In the last couple of days I featured information on new advertising campaigns by British Railway company GWR and New Yorker magazine. This got me to thinking about a pet subject which is why (often) are contemporary commercial graphics unsigned.

The answer is that now indispensable ‘creative’ who wants to be the star of the show : the Art Director.

As a comic aside, I found myself working in such a set up for a well known UK retailer in the 1990’s developing such iconic designs as the ‘Moo Shed’ and the ‘Garden Gang’ : more on that another time.

What I did learn from that experience is how uber competitive it can be to be the one that ‘lands the concept’ and ‘pitches the campaign’ . Very little room for a talented artist to be heard under these circumstances.

The history bit:  Pre WW2, American corporations began to take note of the graphic design revolution taking place in France, Germany and Russia.

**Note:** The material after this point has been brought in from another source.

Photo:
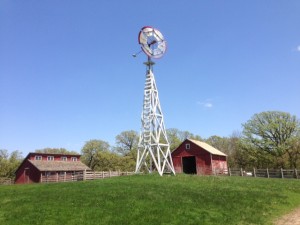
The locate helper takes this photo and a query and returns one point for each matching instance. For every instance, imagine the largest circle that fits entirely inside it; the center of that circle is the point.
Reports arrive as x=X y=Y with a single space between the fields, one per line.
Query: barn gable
x=196 y=157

In 1928 Conde Nast, editor of Vogue and Vanity Fair bought in design guru M F Agha from Germany to revolutionise its front covers and ‘look’. Harpers Bizarre followed suit bringing Alexey Brodovitch over from Paris. Bringing in the likes of Cassandre, Saul Steinberg and nurturing the talents of the likes of Richard Avendon they set a new benchmark for the deign concept of the magazine as a whole. Brodovitch was known for marathon layout sessions to show of the magazines sequence or ‘layout’ to the best graphic effect.

Harpers covers.PNG

Others followed suit : notably Fortune Magazine (who’s covers i have admired in other posts)

Digging in, it makes sense why I have bemoaned the lack of American graphics from the 1920s and 1930s : the reason is simple, the European influence did not com along until around 1932. One of the leaders Sascha Maurer from Germany

Sascher Maurer montage.PNG

American born Lester Beall picked up the idiom to great effect and added his own layer of simplicity

Lester Beall montage.PNG

Earnest Elmo Calkins of Ad Agency Calkins and Holden developed the use of a ‘creative team’

Around this time the concept of a ‘house style’ was being established and although some of the greatest poster artists of all time were involved around and just post WW2, their work was beginning to be constrained by the brands and agencies.

The era of the Art Director had begun and things would never be quite the same.